The share market seems filled with opportunity. The idea of investing money to make more money is generally well received by people. Of course there is a chance you could also lose money, though most people never really think about that when stepping into their first share market investment.
For me, I have dabbled a few times in the share market and have decided I am a terrible investor. My appetite for risk is rather small; meaning the first site of a loss scares the hell out of me. I end up monitoring the market daily; looking at how much money I have lost or gained in a single day and normally end up taking a loss to secure the remaining dollars I have invested back into my pockets.

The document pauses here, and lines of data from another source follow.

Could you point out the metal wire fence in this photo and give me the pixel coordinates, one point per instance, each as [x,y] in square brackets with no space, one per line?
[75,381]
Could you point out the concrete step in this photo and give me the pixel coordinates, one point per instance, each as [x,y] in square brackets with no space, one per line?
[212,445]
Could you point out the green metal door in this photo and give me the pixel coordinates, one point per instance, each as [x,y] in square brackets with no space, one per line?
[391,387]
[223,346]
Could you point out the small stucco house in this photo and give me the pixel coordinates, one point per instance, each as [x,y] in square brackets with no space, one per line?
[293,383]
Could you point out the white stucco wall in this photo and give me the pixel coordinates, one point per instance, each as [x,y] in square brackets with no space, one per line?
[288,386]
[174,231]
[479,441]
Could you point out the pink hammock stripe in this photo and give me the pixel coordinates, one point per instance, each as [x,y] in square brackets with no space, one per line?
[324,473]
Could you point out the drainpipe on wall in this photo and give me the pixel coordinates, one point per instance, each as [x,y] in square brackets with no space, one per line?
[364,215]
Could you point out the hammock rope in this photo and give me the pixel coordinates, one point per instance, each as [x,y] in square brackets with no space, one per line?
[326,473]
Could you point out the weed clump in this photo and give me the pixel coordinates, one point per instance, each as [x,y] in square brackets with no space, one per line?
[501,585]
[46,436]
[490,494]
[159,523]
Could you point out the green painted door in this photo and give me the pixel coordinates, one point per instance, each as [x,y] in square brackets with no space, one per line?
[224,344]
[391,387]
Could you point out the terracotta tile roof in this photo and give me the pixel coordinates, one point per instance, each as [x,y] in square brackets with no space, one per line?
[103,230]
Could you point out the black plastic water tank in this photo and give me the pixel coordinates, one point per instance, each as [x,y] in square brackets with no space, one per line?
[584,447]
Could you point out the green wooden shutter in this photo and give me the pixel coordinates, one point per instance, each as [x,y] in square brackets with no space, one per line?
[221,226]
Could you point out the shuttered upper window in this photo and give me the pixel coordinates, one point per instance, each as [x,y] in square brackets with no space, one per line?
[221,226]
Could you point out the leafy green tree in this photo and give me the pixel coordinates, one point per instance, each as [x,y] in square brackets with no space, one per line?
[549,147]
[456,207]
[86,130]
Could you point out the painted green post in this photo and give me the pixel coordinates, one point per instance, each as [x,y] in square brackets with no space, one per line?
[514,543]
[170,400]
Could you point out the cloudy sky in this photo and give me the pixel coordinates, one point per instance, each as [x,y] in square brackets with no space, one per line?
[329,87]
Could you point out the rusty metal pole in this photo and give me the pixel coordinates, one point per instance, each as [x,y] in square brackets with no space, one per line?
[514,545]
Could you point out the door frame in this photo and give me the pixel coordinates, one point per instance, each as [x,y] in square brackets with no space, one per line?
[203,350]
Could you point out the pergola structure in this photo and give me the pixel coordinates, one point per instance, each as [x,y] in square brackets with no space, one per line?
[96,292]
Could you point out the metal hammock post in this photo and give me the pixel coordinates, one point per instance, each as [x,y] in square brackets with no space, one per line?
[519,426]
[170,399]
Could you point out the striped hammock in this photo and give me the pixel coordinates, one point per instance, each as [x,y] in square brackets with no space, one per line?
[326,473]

According to experts, this is the wrong way to approach an investment in shares. However after having some time to think this over, I am now doubting whether I am actually a bad investor or simply part of the norm with reasonable concerns over investing my money in the share market.
Here is why;
Most advisors tend to tell you to focus on the long term
Just about every financial institution will tell you to focus on the long term when investing in shares. They will also go on to draw comparisons between someone who invested in shares compared to someone who opted for safer investments (such as term deposits, property or high interest savings accounts).
Though these statistics become compelling to show you that over the long term shares have outperformed cash – it still leaves me worried. Who in their right mind is happy to let their cash go up and down (often drastically) and still act like they aren’t remotely worried?
I see it going up and down daily and think, ‘what if I lost it all?’ – the thought of losing my money or having sleepless nights while it is in the market gets me very concerned. This shows my tolerance to risk is low, ‘each to their own’ some will say.
The disclaimer in the advice given is contradictory to the above
Now although the statistics provided by advisors show shares as a good long term investment, these statistics are based on past performance.
The disclaimer that you will see in emails from advisors or institutions trying to get you into the market, clearly states: “Past performance is not an indication of future returns”.
This means that the market could go anywhere. It in all honesty is uncharted territory and just because it performed well or bad in the past – has no actually ground to show that history will repeat itself. Instead history is written as we go when it comes to investing in shares.
My risk tolerance indicates I should not be investing in shares
My tolerance for risk is clearly low. I hate the idea of losing money, even if it is temporarily. This is likely due to the fact that most of my money I have to invest, I will likely need at some point and cannot afford to lock it into the market for a 10-15 year period.
Who is to say that the boom we saw in the early 90’s on the stock market will happen again? These past returns drive people in the present to invest – which is a bad basis for making decisions.
So unless you have research and ideas about the returns of a company you wish to invest in, the mum and dad investors tend to be led by past performance which may or may not yield a good result.
So am I really a bad investor? Or am I just a realist with a low threshold to risk. I say the latter if I may say so myself.